Thanks for your answer;

Yes we are doing 'surprise device removal' for assigned device. Note
that the problem also exist with standard 'attention button' device removal.

The problem is all about fault isolation. Ideally, only the
corresponding driver should be affected by this 'surprise device
removal'. I think that taking down the guest is too coarse. Think about
a 'surprise device removal' on the host. In that case the host is not
taken down so why not do the same with the guest?

It depends on the host hardware.  Some x86 hardware will try to isolate
the fault with an NMI other architectures such as ia64 would pull a
machine check on a driver access to unresponsive devices.

Yes some badness will be latched into the guest but really this not any
different that having a mis-behaving device.

... which is a bad thing, but often undetectable.  This is detectable.
Thanks,

Alex


Our hardware is throwing a surprise link down PCIe AER and we are acting
on it. I agree that for the generalized case NMI can be an issue.
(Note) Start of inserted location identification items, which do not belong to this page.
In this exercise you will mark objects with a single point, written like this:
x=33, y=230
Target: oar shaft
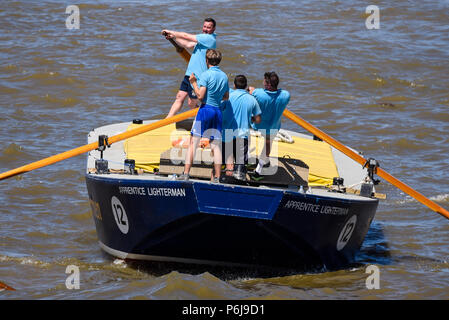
x=94, y=145
x=182, y=51
x=356, y=157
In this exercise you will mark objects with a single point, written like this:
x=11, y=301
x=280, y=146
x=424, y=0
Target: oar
x=94, y=145
x=182, y=51
x=356, y=157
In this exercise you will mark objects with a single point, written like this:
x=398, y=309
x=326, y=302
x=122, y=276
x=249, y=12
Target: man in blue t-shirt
x=197, y=64
x=211, y=89
x=272, y=102
x=239, y=112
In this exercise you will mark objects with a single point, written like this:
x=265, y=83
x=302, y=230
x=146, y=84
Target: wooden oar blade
x=413, y=193
x=356, y=157
x=94, y=145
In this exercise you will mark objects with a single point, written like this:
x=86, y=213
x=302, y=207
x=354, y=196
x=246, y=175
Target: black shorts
x=187, y=87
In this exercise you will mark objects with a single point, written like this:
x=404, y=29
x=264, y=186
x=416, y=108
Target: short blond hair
x=213, y=57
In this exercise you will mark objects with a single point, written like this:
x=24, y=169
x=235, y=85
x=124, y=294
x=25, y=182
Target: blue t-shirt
x=216, y=82
x=237, y=113
x=272, y=104
x=197, y=64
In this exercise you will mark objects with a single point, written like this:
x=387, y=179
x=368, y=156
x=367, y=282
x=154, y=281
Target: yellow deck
x=146, y=150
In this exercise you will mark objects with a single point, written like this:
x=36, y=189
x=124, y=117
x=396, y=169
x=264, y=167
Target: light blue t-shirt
x=272, y=104
x=197, y=63
x=216, y=82
x=237, y=113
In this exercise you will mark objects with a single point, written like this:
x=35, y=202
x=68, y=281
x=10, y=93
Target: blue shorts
x=187, y=87
x=207, y=123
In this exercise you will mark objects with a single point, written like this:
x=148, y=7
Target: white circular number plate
x=346, y=233
x=120, y=215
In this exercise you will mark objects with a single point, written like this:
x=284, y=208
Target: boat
x=300, y=218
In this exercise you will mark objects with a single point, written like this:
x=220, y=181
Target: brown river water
x=382, y=91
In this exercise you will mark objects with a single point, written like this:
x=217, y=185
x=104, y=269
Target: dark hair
x=210, y=20
x=213, y=57
x=240, y=81
x=272, y=78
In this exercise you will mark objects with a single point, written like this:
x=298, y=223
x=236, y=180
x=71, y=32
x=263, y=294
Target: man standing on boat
x=272, y=102
x=197, y=64
x=211, y=89
x=239, y=112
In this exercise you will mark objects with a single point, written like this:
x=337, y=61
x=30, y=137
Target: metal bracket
x=372, y=164
x=102, y=144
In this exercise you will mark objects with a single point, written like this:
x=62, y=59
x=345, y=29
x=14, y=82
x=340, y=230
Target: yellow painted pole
x=94, y=145
x=356, y=157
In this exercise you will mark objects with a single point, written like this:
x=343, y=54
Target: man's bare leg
x=177, y=105
x=194, y=142
x=193, y=103
x=216, y=149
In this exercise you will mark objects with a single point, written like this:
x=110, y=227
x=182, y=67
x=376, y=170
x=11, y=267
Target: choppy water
x=384, y=92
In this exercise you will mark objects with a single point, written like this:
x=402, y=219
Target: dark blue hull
x=203, y=223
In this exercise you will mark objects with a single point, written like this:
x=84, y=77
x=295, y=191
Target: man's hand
x=168, y=34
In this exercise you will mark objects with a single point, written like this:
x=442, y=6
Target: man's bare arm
x=184, y=39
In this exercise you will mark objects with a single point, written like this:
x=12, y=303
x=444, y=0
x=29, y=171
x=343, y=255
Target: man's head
x=240, y=82
x=271, y=81
x=209, y=25
x=213, y=57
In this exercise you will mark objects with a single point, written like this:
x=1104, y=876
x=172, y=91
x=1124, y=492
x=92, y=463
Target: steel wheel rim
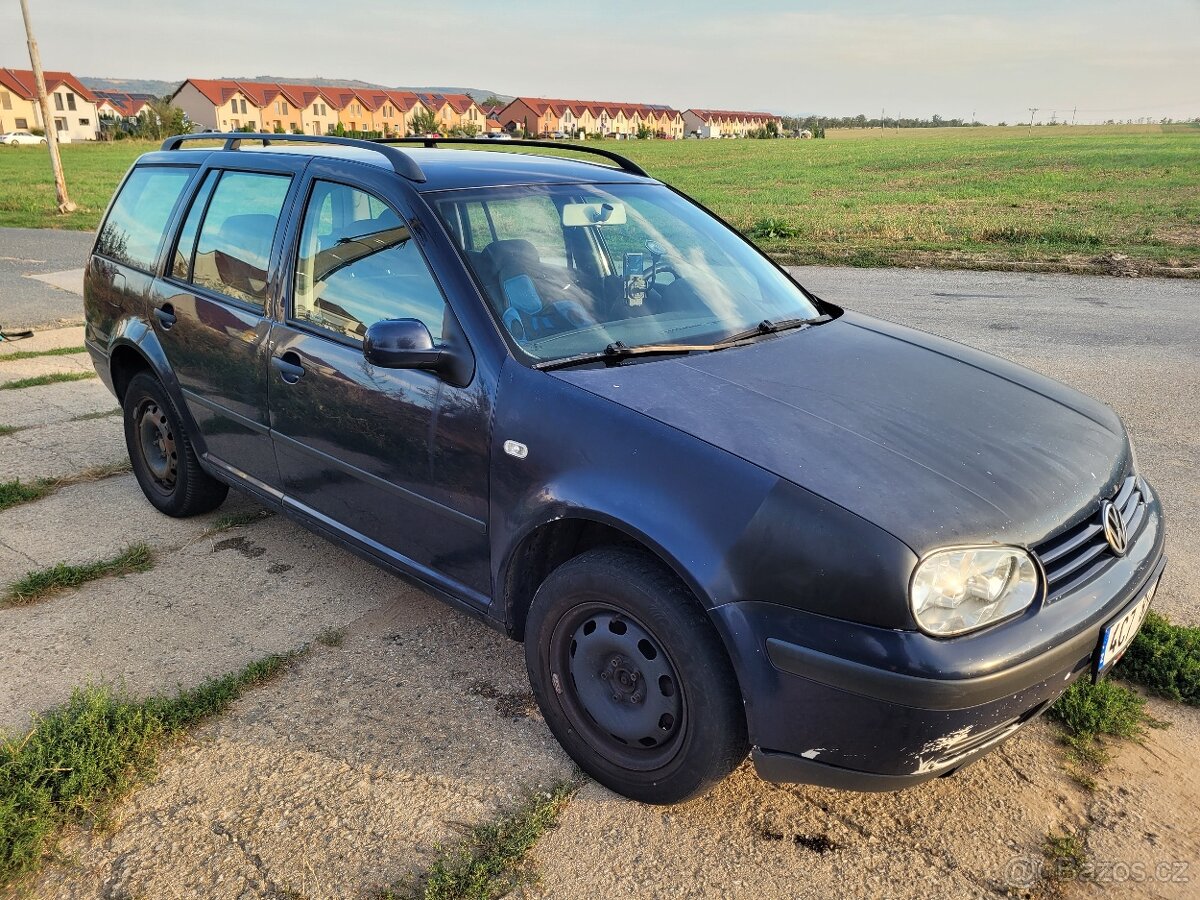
x=619, y=688
x=156, y=444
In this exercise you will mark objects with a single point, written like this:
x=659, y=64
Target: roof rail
x=401, y=162
x=624, y=162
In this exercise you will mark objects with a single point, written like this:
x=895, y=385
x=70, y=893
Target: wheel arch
x=546, y=545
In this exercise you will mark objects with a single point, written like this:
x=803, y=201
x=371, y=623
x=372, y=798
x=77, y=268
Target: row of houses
x=318, y=109
x=78, y=112
x=544, y=117
x=315, y=109
x=223, y=105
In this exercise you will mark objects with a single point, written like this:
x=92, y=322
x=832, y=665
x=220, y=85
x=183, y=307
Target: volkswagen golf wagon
x=724, y=515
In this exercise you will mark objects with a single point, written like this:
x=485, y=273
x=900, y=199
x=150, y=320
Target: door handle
x=166, y=316
x=288, y=366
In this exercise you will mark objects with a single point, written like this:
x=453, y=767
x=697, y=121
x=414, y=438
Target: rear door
x=395, y=459
x=214, y=315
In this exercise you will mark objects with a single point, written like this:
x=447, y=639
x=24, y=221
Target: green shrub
x=1164, y=658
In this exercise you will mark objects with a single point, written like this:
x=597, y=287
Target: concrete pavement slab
x=335, y=780
x=64, y=448
x=25, y=301
x=71, y=280
x=208, y=607
x=54, y=403
x=96, y=520
x=49, y=339
x=22, y=369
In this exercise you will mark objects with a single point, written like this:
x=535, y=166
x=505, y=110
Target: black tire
x=162, y=455
x=621, y=654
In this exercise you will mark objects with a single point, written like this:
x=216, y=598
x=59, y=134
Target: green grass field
x=993, y=198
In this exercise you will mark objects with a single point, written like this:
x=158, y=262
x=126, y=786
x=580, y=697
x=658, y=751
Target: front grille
x=1080, y=553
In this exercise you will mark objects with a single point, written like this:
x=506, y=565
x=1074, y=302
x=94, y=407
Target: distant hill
x=161, y=89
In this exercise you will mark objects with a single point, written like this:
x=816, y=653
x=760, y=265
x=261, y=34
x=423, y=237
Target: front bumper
x=855, y=707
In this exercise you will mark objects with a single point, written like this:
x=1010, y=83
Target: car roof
x=444, y=168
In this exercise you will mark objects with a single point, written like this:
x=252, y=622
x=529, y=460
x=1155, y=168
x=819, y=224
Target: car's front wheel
x=633, y=678
x=162, y=455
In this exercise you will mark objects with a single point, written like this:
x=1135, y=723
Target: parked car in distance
x=21, y=137
x=723, y=514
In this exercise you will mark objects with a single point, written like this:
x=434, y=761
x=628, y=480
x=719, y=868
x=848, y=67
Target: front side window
x=233, y=249
x=358, y=264
x=571, y=269
x=135, y=226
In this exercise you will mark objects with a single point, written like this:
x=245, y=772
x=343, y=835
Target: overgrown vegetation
x=1165, y=658
x=52, y=378
x=1089, y=713
x=46, y=582
x=491, y=862
x=84, y=755
x=967, y=197
x=238, y=520
x=16, y=492
x=35, y=354
x=772, y=228
x=1067, y=855
x=13, y=493
x=331, y=636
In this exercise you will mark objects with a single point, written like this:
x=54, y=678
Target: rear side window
x=358, y=264
x=135, y=226
x=233, y=249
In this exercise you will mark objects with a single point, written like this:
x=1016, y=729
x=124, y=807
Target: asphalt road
x=27, y=253
x=1132, y=342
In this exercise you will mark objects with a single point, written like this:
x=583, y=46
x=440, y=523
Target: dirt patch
x=515, y=705
x=243, y=545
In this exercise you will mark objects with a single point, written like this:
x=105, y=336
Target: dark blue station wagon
x=723, y=514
Let me ask you that question. What would be the best way to support
device removal (surprise or not) for guest assigned device then? How
about signaling the guest from vfio_pci_remove()?

Thanks for using vfio! :)

The 440fx chipset is really not designed to deal with these kinds of
problems.  Generally the best answer to "how should we expose foo to the
guest" is to do it exactly like it is on the host.  That means sending a
surprise link down aer to the guest.  That should be possible with q35.
We are using q35 at this time for those reasons but the original qemu problem still exist. By the time the SPLD aer reached the guest, the device is physically gone on the host. Any transient guest MMIO/PCIcfg access to the stale assigned device can be fatal ( hw_error() ).
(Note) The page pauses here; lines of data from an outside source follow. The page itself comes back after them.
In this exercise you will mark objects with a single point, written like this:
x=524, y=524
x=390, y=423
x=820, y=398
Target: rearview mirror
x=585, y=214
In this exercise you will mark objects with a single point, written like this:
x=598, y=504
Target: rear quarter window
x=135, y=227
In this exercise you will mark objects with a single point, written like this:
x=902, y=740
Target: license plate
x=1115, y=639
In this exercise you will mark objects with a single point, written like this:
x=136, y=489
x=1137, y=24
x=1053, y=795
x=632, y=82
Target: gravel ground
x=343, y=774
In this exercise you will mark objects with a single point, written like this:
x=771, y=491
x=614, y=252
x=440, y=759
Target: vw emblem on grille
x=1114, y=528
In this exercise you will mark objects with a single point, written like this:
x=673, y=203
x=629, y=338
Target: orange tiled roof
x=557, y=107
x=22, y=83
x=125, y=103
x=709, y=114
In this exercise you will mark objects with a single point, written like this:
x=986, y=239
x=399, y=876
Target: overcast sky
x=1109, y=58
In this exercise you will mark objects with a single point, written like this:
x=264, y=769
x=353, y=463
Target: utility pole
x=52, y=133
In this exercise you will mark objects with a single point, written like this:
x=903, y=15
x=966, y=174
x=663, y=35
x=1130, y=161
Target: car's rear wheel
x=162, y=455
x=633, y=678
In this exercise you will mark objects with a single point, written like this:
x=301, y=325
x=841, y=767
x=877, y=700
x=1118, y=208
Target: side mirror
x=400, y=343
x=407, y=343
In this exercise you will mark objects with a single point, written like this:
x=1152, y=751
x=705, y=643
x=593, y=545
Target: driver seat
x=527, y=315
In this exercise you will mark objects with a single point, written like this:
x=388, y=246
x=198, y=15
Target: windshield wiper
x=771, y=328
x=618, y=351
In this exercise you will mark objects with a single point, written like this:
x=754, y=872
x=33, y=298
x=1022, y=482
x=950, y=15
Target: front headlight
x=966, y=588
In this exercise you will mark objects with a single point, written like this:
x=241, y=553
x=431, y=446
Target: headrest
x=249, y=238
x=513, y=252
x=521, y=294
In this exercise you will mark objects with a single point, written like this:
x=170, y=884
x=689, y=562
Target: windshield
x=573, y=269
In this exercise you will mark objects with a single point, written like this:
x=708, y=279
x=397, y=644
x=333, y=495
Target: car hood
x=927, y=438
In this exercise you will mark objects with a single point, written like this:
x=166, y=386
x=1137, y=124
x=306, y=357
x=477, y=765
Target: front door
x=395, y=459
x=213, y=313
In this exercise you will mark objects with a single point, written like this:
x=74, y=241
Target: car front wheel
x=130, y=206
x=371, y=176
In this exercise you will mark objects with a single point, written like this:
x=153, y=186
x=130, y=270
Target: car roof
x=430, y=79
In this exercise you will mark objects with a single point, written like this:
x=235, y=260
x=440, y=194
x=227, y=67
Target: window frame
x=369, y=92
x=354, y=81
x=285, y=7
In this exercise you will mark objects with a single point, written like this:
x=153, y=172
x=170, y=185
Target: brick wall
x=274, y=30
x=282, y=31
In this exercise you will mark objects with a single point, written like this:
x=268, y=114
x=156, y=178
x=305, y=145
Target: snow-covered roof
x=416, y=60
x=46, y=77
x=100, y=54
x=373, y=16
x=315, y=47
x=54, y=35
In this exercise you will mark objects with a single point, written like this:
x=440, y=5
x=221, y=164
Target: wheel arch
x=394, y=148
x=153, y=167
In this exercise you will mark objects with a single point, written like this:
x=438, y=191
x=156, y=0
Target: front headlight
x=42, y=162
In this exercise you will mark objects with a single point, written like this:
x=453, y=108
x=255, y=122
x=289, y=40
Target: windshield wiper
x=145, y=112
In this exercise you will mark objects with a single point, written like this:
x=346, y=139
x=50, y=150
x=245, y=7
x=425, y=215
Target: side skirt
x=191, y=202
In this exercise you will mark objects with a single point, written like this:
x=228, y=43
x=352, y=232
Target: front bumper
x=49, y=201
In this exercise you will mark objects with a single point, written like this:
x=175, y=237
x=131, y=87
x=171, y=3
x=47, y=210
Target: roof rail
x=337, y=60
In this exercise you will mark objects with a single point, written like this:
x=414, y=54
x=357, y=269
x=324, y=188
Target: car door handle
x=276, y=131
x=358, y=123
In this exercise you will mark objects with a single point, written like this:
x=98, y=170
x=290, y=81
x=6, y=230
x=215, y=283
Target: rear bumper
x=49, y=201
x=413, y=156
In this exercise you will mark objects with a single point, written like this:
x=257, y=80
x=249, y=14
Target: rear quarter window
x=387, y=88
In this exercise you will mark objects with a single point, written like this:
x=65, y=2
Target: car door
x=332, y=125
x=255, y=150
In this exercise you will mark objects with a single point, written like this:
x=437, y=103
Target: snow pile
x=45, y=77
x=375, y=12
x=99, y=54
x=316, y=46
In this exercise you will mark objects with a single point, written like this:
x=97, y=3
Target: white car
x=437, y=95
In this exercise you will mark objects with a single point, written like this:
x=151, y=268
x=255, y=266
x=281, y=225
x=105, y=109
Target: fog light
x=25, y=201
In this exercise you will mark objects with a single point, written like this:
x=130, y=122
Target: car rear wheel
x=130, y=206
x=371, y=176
We could potentially signal that in vfio_pci_remove, but we probably
want to figure out how to relay the aer event to the guest and inject it
into the emulated chipset.
We tried that but there was some problems such as mangling the tlp to match the guest pci topology or the propagation latency caused by the chipset emulation layer during AER delivery. Right now we are using a straight lookup in the guest and fire the AER directly into the driver callback pci_error. We are doing that to minimize the exposition to the stale assigned device.